PCAOB Ponders How to Audit Fair Value

The challenges of auditing the fair value estimates that companies make have the PCAOB seeking help from its advisory board, and possibly contemplating a new standard.

The Public Company Accounting Oversight Board is considering whether to adjust its auditing standards to compensate for companies’ increased use of fair value accounting.

Members of the board’s advisory group will discuss issues related to the standards for auditing accounting estimates and fair value measurements at their meeting on June 21. The staff has asked the group to think about whether the PCAOB should combine its corresponding rules into one. Doing so could also put the new standard in line with a proposed international rule.

As companies consider whether they will apply a new fair-value method of accounting for measuring certain assets and liabilities, the PCAOB and audit firms are thinking about how to keep auditors fully trained on the various valuation methods used by companies and prepared to give such methods the scrutiny they will require. In its briefing paper for next Thursday’s meeting, the PCAOB’s staff notes that the increased use of estimates based on market value — rather than historical cost — adds uncertainty and subjectivity to financial reporting and an added risk of material misstatements.

For that reason, accounting experts told CFO.com, auditors will be on especially high alert as companies begin applying the Financial Accounting Standard Board’s new guidance for fair-value accounting. They will need more time to evaluate how companies come up with their fair value estimates for those assets and liabilities that are thinly traded or not traded at all.

The new FASB standard, FAS 159, Fair Value Option for Financial Assets and Liabilities, will also test the knowledge of auditors, many of whom do not have specialized training. Indeed, PCAOB chairman Mark Olson recently expressed concerns that auditors may not be fully prepared to evaluate how companies came up with their calculations under FAS 159. “The increased use of fair value accounting poses a challenge for auditors and the PCAOB,” he said.

Indeed, in a 2006 academic research report solicited by the PCAOB, the authors warned that the level of technical knowledge of valuation tools among auditors is both sparse and hard to maintain as new models are created. “No auditor can keep up with all this stuff,” Jay Rich, associate accounting professor for Illinois State University and a co-author of the report, told CFO.com. “[The audit firms] need to have someone who specializes in valuation in place.”

Audit firms generally do have in-house staff or access to fair-value specialists, notes Center for Audit Quality executive director Cynthia Fornelli. The concept of fair-value is not new, she notes, and many firms have been preparing to deal with the expanded use of fair-value accounting for some time.

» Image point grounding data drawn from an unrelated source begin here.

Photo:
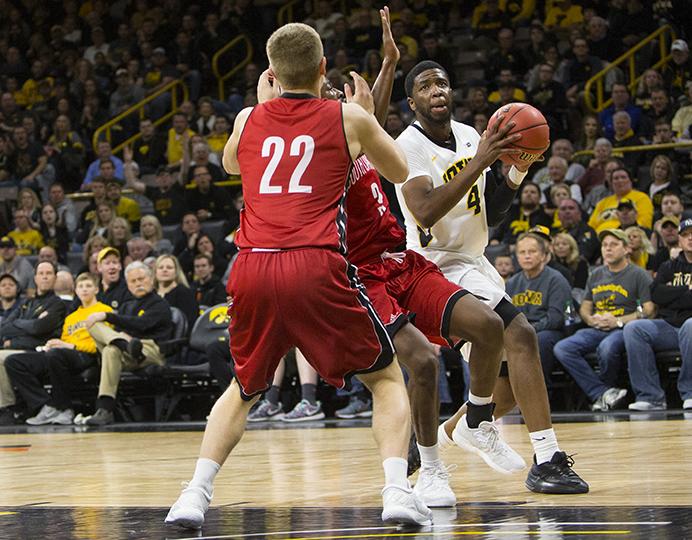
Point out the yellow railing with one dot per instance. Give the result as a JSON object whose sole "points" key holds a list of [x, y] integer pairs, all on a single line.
{"points": [[596, 84], [638, 148], [285, 14], [83, 195], [172, 88], [223, 77]]}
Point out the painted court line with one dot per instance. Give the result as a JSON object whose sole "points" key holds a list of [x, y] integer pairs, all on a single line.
{"points": [[444, 529]]}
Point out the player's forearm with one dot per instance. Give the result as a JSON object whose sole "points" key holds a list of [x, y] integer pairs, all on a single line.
{"points": [[439, 201], [382, 89]]}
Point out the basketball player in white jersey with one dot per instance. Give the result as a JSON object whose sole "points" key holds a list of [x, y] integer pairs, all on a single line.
{"points": [[448, 201]]}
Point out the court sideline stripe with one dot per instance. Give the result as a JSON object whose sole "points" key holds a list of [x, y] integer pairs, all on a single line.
{"points": [[442, 526]]}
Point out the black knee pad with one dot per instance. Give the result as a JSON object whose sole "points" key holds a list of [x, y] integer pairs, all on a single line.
{"points": [[507, 311]]}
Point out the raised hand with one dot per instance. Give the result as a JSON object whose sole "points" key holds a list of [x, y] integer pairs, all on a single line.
{"points": [[390, 50], [361, 93], [495, 141], [267, 87]]}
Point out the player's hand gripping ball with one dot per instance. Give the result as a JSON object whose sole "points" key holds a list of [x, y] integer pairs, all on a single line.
{"points": [[535, 133]]}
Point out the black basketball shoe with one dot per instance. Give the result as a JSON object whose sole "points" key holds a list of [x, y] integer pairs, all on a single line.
{"points": [[555, 476], [413, 455]]}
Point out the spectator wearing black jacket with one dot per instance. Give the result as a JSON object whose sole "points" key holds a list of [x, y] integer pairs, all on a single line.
{"points": [[36, 321], [131, 342], [208, 289], [171, 284], [672, 292], [114, 291]]}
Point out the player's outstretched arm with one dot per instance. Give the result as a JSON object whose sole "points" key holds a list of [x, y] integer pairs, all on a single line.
{"points": [[382, 88], [230, 151]]}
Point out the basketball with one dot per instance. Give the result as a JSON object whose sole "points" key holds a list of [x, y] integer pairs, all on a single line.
{"points": [[535, 133]]}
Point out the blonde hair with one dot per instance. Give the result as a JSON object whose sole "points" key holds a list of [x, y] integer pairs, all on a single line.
{"points": [[180, 278], [646, 243], [295, 52], [112, 224], [573, 256], [667, 161], [158, 235], [98, 224]]}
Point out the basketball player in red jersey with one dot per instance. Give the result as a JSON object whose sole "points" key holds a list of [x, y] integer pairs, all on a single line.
{"points": [[291, 285], [403, 284]]}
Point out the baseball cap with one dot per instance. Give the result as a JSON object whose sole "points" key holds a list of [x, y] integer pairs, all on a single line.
{"points": [[7, 274], [670, 219], [542, 231], [105, 252], [685, 225], [679, 45], [7, 241], [617, 233], [625, 203]]}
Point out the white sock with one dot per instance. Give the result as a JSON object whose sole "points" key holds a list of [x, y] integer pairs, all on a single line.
{"points": [[429, 455], [205, 472], [478, 400], [544, 444], [395, 472], [443, 440]]}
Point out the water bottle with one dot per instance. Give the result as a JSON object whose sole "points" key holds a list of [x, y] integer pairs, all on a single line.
{"points": [[640, 310]]}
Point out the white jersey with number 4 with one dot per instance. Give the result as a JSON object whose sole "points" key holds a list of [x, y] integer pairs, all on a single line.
{"points": [[463, 232], [455, 243]]}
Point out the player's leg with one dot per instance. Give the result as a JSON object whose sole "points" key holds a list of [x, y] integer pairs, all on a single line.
{"points": [[420, 359], [259, 342], [308, 408], [346, 337]]}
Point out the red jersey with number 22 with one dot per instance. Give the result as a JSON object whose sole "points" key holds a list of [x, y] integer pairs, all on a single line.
{"points": [[372, 228], [294, 162]]}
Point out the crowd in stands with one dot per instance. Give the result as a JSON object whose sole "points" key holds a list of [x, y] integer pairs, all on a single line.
{"points": [[90, 238]]}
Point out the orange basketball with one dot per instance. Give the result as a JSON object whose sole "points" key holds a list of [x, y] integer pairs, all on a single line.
{"points": [[535, 133]]}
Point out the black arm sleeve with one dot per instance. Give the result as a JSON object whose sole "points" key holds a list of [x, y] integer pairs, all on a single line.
{"points": [[498, 199]]}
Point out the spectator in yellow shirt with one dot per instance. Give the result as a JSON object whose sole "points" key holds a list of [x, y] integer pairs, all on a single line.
{"points": [[178, 136], [124, 206], [604, 215], [28, 240], [74, 352]]}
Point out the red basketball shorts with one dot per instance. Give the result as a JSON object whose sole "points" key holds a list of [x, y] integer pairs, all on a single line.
{"points": [[305, 298], [407, 285]]}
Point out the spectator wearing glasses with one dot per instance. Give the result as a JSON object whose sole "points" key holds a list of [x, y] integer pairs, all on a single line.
{"points": [[36, 321], [672, 292], [131, 342], [60, 358], [207, 200], [613, 293]]}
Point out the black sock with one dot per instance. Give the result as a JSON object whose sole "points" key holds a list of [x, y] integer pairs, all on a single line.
{"points": [[308, 392], [272, 395], [106, 402], [120, 343], [475, 414]]}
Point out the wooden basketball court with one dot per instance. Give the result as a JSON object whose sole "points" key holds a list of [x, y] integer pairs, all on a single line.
{"points": [[323, 481]]}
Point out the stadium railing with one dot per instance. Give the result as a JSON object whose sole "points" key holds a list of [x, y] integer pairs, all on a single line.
{"points": [[596, 84]]}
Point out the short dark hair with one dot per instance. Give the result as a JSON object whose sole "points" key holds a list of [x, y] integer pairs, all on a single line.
{"points": [[205, 257], [416, 70]]}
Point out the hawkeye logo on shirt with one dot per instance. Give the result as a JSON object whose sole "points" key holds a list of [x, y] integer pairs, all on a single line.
{"points": [[455, 169], [533, 298]]}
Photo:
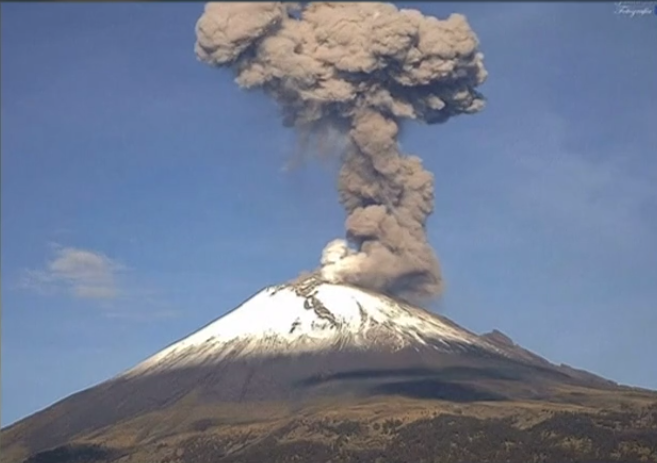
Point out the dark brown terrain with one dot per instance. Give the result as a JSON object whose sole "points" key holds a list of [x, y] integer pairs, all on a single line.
{"points": [[401, 407]]}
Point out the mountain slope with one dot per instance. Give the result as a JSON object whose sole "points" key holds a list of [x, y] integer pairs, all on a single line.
{"points": [[303, 349]]}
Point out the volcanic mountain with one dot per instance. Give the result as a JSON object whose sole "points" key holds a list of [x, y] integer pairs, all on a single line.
{"points": [[312, 371]]}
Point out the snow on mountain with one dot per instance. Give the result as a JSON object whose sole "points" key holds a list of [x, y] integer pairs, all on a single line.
{"points": [[311, 315]]}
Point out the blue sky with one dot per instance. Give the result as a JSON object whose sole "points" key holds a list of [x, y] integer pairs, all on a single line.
{"points": [[143, 194]]}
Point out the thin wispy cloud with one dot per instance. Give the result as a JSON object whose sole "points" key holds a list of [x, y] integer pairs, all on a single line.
{"points": [[93, 276], [81, 273]]}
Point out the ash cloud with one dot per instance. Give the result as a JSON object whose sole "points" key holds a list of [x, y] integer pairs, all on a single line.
{"points": [[360, 68]]}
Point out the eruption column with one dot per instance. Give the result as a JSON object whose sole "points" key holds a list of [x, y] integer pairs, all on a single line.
{"points": [[360, 68]]}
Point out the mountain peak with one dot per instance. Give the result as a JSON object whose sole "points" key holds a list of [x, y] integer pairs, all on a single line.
{"points": [[310, 315]]}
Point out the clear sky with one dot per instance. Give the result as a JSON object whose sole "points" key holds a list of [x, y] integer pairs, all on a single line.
{"points": [[143, 193]]}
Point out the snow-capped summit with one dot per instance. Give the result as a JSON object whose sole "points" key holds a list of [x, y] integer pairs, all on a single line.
{"points": [[311, 315]]}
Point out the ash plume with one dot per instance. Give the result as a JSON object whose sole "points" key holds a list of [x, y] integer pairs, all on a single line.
{"points": [[360, 68]]}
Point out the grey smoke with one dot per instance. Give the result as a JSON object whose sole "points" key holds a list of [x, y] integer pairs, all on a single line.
{"points": [[360, 68]]}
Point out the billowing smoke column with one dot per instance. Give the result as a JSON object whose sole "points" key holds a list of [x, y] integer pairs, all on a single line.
{"points": [[360, 68]]}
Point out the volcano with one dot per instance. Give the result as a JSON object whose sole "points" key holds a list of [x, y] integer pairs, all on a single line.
{"points": [[313, 371]]}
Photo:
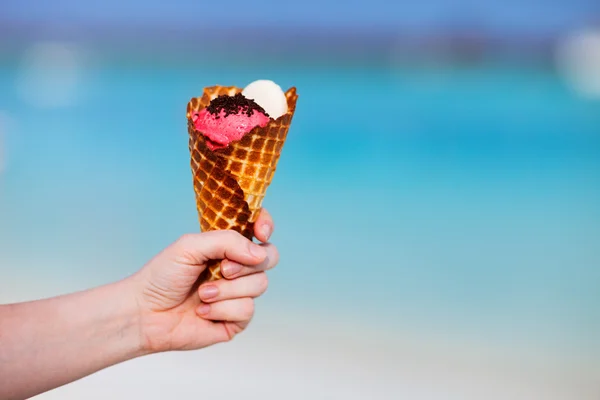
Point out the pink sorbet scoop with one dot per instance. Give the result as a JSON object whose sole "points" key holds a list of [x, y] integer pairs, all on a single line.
{"points": [[227, 119]]}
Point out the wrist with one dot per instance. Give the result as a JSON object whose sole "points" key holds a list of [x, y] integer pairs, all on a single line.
{"points": [[129, 318]]}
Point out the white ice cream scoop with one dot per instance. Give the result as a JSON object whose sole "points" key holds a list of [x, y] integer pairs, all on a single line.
{"points": [[268, 95]]}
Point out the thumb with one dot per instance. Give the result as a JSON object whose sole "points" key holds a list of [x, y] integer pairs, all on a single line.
{"points": [[198, 248]]}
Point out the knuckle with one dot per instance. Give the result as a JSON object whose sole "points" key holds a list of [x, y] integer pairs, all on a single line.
{"points": [[248, 308], [274, 256], [186, 239], [263, 282]]}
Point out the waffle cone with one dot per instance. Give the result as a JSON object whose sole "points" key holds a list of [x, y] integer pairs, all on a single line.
{"points": [[230, 184]]}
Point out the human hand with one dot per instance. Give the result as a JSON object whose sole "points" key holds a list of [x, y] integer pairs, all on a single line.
{"points": [[175, 316]]}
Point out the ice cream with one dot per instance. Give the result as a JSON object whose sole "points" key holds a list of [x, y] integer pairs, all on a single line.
{"points": [[229, 118], [230, 183], [268, 95]]}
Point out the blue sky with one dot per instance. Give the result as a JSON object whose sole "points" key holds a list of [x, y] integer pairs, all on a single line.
{"points": [[533, 16]]}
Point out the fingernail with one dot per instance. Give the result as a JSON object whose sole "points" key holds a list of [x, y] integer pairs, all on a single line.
{"points": [[257, 251], [203, 309], [266, 229], [230, 268], [208, 292]]}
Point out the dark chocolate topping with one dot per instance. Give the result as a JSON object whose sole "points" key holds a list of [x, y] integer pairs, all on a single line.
{"points": [[233, 105]]}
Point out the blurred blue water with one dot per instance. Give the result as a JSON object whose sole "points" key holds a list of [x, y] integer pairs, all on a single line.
{"points": [[440, 196]]}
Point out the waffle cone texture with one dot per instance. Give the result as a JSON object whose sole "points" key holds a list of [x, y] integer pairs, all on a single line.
{"points": [[230, 184]]}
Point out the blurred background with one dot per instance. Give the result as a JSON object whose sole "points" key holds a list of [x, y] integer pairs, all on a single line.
{"points": [[437, 202]]}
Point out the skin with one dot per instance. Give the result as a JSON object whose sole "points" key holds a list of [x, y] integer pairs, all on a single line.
{"points": [[48, 343]]}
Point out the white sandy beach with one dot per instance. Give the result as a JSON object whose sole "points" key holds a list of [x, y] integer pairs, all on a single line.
{"points": [[295, 362], [296, 356]]}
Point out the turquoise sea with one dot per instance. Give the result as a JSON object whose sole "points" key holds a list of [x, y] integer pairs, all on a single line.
{"points": [[442, 198]]}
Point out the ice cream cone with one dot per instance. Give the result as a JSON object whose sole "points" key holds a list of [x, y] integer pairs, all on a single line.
{"points": [[230, 184]]}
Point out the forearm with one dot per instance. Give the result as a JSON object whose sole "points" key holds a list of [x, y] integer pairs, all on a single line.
{"points": [[48, 343]]}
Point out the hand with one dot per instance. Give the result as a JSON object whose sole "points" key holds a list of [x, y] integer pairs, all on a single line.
{"points": [[175, 316]]}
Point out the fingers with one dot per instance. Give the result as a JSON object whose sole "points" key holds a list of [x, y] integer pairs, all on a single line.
{"points": [[247, 286], [231, 269], [236, 310], [264, 226], [215, 245]]}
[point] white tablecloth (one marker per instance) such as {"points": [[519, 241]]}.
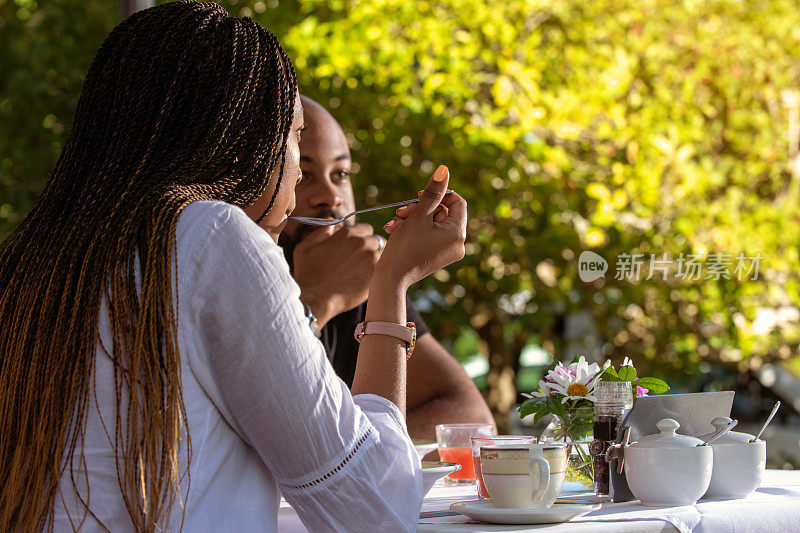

To be sure, while many U.S. GAAP standards are based on historical cost, FASB increasingly relies on fair value, as it did most recently with FAS 159, which is effective for most companies on November 15 and applies to measurements for stocks, bonds, loans, warranty obligations, and interest rate hedges.

If there is widespread use of the new standard, auditors will have their work cut out for them. Under the PCAOB’s existing standards, auditors need to understand management’s process for developing their estimates and test those assertions as part of their audit of internal controls over financial reporting.

That will be particularly difficult for auditors evaluating how companies derived estimates based on assumptions made internally, according to Rita Piazza, chair of the SEC committee for the New York State Society of Certified Public Accountants. Most companies do not have internal controls established for how they came up with those estimates based on instruments that are not traded on market, giving auditors little evidence for testing. Auditors need to make sure their clients have formal procedures in place to document how they derived their fair value estimates, Piazza says. Auditors then must develop audit procedures to properly test that information, she adds.

Auditors shouldn’t just look at the documentation and draw their conclusion that management made the right choices, despite what current auditing guidance prescribes, Rich’s report noted. “Auditors must be careful not to simply search for evidence that corroborates management’s assertions,” the report warns.

At the same time, auditors are in the awkward position of having to avoid using hindsight. Because they look at financial statements retrospectively, auditors often may review estimates that management ultimately got wrong because of unforeseen events, Rich says. But an incorrect estimate is not evidence of a poor valuation — auditors will need to look beyond the fact that a valuation was wrong to determine whether or not management made an appropriate judgment call.

To make their determination, the PCAOB staff notes, auditors may need to develop their own independent estimate to see how closely their prediction would match management’s. However, this isn’t always practical because the auditor won’t have independent data to compare the company’s assumptions.